Air Defense Zone
The air defense zones of Japan, China and South Korea overlap, causing multiple territorial disputes. IBTimes

Over the weekend South Korea announced it has extended their air defense zone to partially overlap with China’s recently established and highly controversial Air Defense Identification Zone (ADIZ) in the East China Sea.

Here’s a look at what South Korea’s new air zone would look like compared to China’s two-week old air zone, in addition to Japan’s:

South Korea’s announced as of Dec. 15, the country will be modifying the air defense territory by expanding to include 666,480 sq. km more area, which roughly two thirds the size of the country. The announcement has furthered tensions in the disputed waters and islands in the East China Sea. As China and Japan, and Japanese allies the U.S., engage in a continued territorial dispute over a cluster of resource-rich islands known as the Diaoyu to Chinese and Senkaku to the Japanese and Americans, another dispute is brewing with South Korea.

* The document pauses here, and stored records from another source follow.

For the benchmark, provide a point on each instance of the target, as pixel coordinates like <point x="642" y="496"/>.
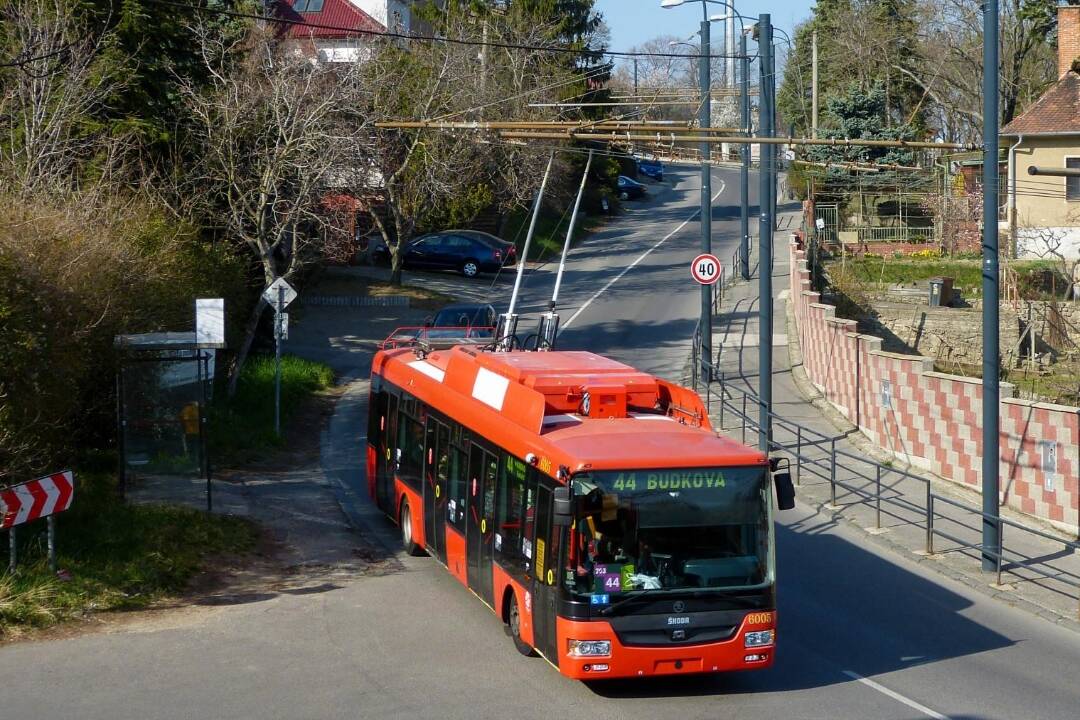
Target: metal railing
<point x="815" y="456"/>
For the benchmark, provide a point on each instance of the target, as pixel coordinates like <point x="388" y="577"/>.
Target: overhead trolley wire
<point x="428" y="38"/>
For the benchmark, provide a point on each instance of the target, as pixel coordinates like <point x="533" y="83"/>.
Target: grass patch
<point x="967" y="273"/>
<point x="550" y="233"/>
<point x="243" y="426"/>
<point x="119" y="556"/>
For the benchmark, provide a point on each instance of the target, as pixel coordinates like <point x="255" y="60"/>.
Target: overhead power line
<point x="428" y="38"/>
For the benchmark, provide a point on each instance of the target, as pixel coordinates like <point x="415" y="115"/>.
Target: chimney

The newly proposed air zones of both China and South Korea include the airspace of a submerged rock formation in the Yellow Sea, known in English as Socotra Rock, in Korean as Ieodo and in Chinese as the Suyan Rock. Aside from being a point of nationalistic pride, according to a report by the Korea Times, the rock could potentially be a hotbed of natural resources and mineral deposits, as well as an essential "exclusive economic zone" or EEZ, which could be additional incentive to lay claim to the area. The rock also happens to fall in Japan’s claimed air defense zone, but the country does not lay claim to the territory.

While the South Korea nor China are likely to back down from claiming the underwater rock, the dispute is still overshadowed by the mounting tension over the Senkaku/Diaoyu islands.

Map by Lisa Mahapatra.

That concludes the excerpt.